La prima occasione per creare un luogo di ritrovo e di lavoro comune per tutte queste realtà è stata offerta dal progetto “Ricominciamo Insieme” di Caritas Bergamasca, una risposta alle emergenze generate dalla pandemia: “È stata un’occasione – continua Daniela – per sperimentare la preziosità di lavorare e confrontarsi tra parrocchie, condividere le esperienze, competenze e professionalità in ordine alla carità. Così, anche una volta concluso il progetto, l’appuntamento mensile non è più mancato”.

Negli ultimi due anni ci sono state alcune fatiche, in gran parte dovute alla pandemia: “Il numero dei volontari – sottolinea Chiara Scotti, coordinatrice del Centro di Ascolto di Verdello – a volte di età avanzata, è diminuito. Noi attualmente siamo in otto”. Nel frattempo sono invece aumentate le richieste di aiuto: “Le famiglie che seguiamo sono passate da venti a trentacinque. Abbiamo notato che alcune situazioni che in passato si erano risolte si sono invece riaperte, spesso a causa della perdita del lavoro, alcune situazioni di giovani donne rimaste incinte e sole”. Il Centro d’Ascolto di Verdello è aperto per due giorni alla settimana: “Sappiamo che non è possibile dare soluzioni definitive, la nostra presenza è un segno.

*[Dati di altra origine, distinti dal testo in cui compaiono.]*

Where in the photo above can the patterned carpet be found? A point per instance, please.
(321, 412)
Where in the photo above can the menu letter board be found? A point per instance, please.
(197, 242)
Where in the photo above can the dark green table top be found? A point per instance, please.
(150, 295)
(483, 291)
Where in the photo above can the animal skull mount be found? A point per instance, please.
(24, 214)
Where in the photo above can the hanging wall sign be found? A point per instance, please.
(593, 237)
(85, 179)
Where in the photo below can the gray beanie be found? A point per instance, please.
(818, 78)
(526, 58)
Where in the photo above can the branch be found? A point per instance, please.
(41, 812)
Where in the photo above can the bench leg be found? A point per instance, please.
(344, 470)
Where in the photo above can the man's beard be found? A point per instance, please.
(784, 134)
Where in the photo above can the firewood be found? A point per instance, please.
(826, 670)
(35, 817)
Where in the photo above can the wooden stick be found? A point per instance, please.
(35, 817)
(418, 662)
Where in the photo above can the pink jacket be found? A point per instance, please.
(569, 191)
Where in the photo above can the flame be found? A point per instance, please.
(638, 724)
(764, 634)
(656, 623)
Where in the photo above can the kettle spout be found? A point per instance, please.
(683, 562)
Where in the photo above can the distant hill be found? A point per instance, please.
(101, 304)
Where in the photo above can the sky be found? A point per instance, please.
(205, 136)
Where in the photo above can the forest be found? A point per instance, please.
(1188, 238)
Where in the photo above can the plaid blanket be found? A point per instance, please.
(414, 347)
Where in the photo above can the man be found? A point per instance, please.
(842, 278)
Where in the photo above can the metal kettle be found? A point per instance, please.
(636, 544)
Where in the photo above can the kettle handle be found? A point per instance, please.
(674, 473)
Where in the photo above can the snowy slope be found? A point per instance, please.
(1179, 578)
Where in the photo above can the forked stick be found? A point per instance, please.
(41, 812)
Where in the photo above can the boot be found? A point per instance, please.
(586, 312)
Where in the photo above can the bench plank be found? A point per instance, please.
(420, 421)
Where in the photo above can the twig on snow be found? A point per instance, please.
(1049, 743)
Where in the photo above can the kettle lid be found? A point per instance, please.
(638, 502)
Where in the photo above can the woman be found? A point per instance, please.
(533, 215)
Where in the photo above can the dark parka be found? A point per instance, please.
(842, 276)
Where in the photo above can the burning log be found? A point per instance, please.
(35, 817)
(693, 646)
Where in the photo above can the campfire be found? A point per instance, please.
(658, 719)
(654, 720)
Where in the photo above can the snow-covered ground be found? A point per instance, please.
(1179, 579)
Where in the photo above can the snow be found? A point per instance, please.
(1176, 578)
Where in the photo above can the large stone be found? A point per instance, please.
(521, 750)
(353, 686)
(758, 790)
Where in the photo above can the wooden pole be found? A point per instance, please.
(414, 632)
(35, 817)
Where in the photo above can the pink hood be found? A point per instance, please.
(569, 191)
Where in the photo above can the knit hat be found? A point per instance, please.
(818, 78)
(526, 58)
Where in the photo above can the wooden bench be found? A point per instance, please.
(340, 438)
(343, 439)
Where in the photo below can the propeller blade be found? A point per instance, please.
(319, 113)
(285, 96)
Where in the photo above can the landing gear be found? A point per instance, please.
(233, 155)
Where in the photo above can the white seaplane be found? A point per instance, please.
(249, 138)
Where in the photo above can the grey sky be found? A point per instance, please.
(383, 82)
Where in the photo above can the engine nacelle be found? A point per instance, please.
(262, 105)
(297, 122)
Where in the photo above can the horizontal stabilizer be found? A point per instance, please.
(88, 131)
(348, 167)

Aiutiamo in tanti modi concreti, ma più di tutto ci preme l’attenzione nell’ascolto e nell’instaurare una relazione con le persone che si rivolgono a noi”.

L’esperienza del Centro interparrocchiale “Stazza” (che unisce Stezzano, Azzano e Zanica) è iniziata undici anni fa: “All’inizio – spiega Flavia Carrara, volontaria – eravamo tre comunità che non si conoscevano fra loro e agivano in modo indipendente, col tempo si è creata un’armonia di attività e intenti, abbiamo imparato a lavorare in sintonia, scoprendo l’importanza della collaborazione. I volontari negli ultimi anni sono diminuiti, passando da diciotto a dodici, sarebbe bello se arrivasse qualche giovane. Stiamo rafforzando anche la rete con il territorio, fondamentale per riuscire a rispondere alle situazioni di fragilità, anche a quelle in prima battuta invisibili”.

Non si tratta mai soltanto di offrire aiuto concreto, come chiarisce Florinda Carminati, presidente della Conferenza San Vincenzo di Ciserano e volontaria del Centro d’Ascolto Caritas: “Ascoltando con attenzione le persone ci si rende spesso conto delle loro necessità reali, spesso più ampie e profonde di quelle che esprimono apertamente, e per poter rispondere è fondamentale creare un lavoro di squadra tra i diversi gruppi. Così l’energia si moltiplica e finisce per diventare un seme che germoglia nella comunità”.